Multiple Tuned Liquid Dampers for Efficient and Robust Structural Control

Abstract

In traditional tuned liquid damper (TLD) installations, TLD tank(s) are tuned to a single optimal frequency as determined by well-known dynamic vibration absorber theory. A multiple tuned liquid damper (MTLD) is created when the sloshing frequencies are distributed over a range near the structural frequency. In this paper, an equivalent mechanical model for a structure–MTLD system is developed. A third-order nonlinear multimodal model is employed to assess nonlinear fluid affects and serve as independent model verification. To the authors’ knowledge, this is the first time the nonlinear energy dissipation associated with damping screens and the nonlinear coupling amongst sloshing modes has been considered for MTLD systems. MTLD systems consisting of one (traditional TLD), two, and three tanks are used to reduce the resonant response of a single degree of freedom structure. The MTLD provides structural control that is superior to a traditional TLD. The MTLD is less sensitive to the structural excitation amplitude, which enables the device performance to be maintained at low amplitude excitations associated with common wind events.
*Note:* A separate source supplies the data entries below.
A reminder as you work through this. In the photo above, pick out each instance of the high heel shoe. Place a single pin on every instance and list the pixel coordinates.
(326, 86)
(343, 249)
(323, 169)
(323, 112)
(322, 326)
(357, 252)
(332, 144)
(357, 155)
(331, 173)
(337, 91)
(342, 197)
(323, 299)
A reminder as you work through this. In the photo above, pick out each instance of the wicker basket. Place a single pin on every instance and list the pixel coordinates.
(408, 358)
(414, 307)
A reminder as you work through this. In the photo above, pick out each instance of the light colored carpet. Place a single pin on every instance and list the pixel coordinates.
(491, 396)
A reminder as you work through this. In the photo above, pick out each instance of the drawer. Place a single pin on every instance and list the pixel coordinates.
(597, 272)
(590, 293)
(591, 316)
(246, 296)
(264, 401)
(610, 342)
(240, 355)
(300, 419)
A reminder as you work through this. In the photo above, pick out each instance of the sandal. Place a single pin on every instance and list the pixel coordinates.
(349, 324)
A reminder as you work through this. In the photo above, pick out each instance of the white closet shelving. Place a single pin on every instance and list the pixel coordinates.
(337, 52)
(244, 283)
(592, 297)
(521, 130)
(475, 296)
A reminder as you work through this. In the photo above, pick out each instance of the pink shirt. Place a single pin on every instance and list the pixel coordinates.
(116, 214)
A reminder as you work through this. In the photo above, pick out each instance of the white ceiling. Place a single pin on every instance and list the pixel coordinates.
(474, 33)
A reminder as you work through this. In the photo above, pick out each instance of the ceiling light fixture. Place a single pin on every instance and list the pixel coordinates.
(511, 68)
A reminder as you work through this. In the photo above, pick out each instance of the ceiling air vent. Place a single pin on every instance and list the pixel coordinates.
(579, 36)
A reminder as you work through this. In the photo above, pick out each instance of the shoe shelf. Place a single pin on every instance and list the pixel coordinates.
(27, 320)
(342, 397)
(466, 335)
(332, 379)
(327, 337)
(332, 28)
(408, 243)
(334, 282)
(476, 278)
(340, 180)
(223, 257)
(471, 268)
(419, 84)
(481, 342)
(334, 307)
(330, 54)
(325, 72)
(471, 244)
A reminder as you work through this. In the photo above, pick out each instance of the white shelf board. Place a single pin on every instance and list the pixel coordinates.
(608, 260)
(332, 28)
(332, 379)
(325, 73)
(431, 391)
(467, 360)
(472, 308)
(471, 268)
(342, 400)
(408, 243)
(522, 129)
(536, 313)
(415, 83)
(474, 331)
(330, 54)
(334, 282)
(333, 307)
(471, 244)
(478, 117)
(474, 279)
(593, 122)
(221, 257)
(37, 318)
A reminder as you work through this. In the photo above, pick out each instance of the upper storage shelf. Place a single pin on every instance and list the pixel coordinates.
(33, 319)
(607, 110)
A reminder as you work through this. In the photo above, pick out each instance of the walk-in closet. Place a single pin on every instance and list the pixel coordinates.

The MTLD is also shown to be more robust to changes to the structure’s natural frequency than the traditional TLD. Since many TLD installations require multiple tanks to satisfy space restrictions, the findings of this paper are highly relevant to structural engineering. This paper shows that by slightly altering the fluid depth of each tank, improved structural control performance can be achieved at little additional cost.